Chamber of Commerce: Fill 11.3M Open American Jobs with Foreign Workers

Spencer Platt/Getty Images
Spencer Platt/Getty Images

Executives at the United States Chamber of Commerce are urging President Joe Biden and Congress to double legal immigration levels so that the nation’s 11.3 million job openings can be filled by foreign workers rather than jobless Americans on the sidelines of the labor market.

This week, the Bureau of Labor Statistics revealed that employers across the U.S. had about 11.3 million job openings in the month of January. In February, there were 11.7 million Americans who were unemployed or out of the labor force altogether but who want full-time work.

Another 4.1 million Americans are underemployed, accepting part-time jobs but wanting full-time employment.

In a statement, the Chamber’s Executive Vice President, Neil Bradley, said lawmakers ought to prioritize imported, foreign workers for job openings — suggesting that there are more job openings than Americans looking for work.

“One reason for the shortfall is decreased legal immigration,” Bradley said in a statement. “It is past time for Congress to act to modernize our broken immigration system … we can’t get inflation under control, unclog our supply chains, or fully grow our economy and remain competitive unless we welcome more people into our country to fill these jobs.”

The Chamber, which lobbies on behalf of multinational corporations, consistently fights against tight labor markets which boost U.S. wages and tilts the economy toward employees over employers. A Pew Research Center survey this week found that 63 percent of employees who quit their jobs last year did so because the pay was too low — an indication of a flooded labor market.

Such flooded labor markets from mass legal immigration to the U.S. have had a devastating impact on the nation’s working and middle class, while redistributing billions in wealth to the highest earners, big businesses, real estate investors, and Wall Street, as well as driving capital out of small communities to the coasts.

While creating an economy that tilts in favor of employers, the economic model helped keep wages stagnant for decades. From 1979 to 2013, wage growth for the bottom 90 percent of Americans grew just 15 percent. Meanwhile, wage growth for the top one percent of Americans was nearly 140 percent higher.

Researchers have found that a flooded labor market can easily diminish job opportunities and wages for Americans.

One particular study by the Center for Immigration Studies’ Steven Camarota revealed that for every one percent increase in the immigrant portion of an American workers’ occupation, their weekly wages are cut by perhaps 0.5 percent. This means the average native-born American worker today has his weekly wages reduced by potentially 8.75 percent as more than 17 percent of the workforce is foreign-born.

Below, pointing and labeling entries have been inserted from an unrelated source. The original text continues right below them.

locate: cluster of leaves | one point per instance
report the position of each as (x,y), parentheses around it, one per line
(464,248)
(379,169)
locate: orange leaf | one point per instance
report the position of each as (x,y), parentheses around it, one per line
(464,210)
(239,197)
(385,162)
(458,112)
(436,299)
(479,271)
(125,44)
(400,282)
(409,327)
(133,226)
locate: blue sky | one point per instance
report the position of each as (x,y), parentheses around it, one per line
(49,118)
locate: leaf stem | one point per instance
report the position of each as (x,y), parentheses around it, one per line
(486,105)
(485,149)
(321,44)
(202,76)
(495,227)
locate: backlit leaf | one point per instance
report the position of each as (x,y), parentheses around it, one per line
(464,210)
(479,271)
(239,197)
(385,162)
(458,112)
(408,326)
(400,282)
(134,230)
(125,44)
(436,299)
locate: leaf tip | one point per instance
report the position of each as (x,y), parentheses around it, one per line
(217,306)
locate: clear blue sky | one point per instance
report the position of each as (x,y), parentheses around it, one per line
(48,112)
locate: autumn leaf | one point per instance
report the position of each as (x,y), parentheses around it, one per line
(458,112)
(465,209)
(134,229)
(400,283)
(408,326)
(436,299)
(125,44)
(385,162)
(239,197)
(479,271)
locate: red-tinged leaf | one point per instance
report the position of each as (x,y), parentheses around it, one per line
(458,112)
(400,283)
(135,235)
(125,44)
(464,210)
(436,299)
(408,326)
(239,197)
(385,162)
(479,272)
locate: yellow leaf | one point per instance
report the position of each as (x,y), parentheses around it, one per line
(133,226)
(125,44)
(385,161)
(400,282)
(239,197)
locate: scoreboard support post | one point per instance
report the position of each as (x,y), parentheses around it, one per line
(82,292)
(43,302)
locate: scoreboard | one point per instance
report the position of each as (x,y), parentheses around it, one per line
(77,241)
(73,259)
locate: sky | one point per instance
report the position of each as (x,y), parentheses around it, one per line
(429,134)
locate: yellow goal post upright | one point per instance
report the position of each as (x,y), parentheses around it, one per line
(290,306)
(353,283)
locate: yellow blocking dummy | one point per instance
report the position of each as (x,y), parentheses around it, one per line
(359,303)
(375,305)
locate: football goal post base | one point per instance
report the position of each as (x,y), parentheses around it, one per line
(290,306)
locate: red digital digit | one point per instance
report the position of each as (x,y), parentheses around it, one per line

Already, the U.S. gives out 1.2 million green cards to foreign nationals annually. In addition, about 1.5 million temporary work visas are rewarded to foreign nationals to take American jobs. Moreover, the U.S. saw more than two million border crossers and illegal aliens arrive at its southern border last year.

Legal immigration levels have driven the U.S. population to a record 331.9 million, including the largest foreign-born population in the nation’s history at 46.6 million.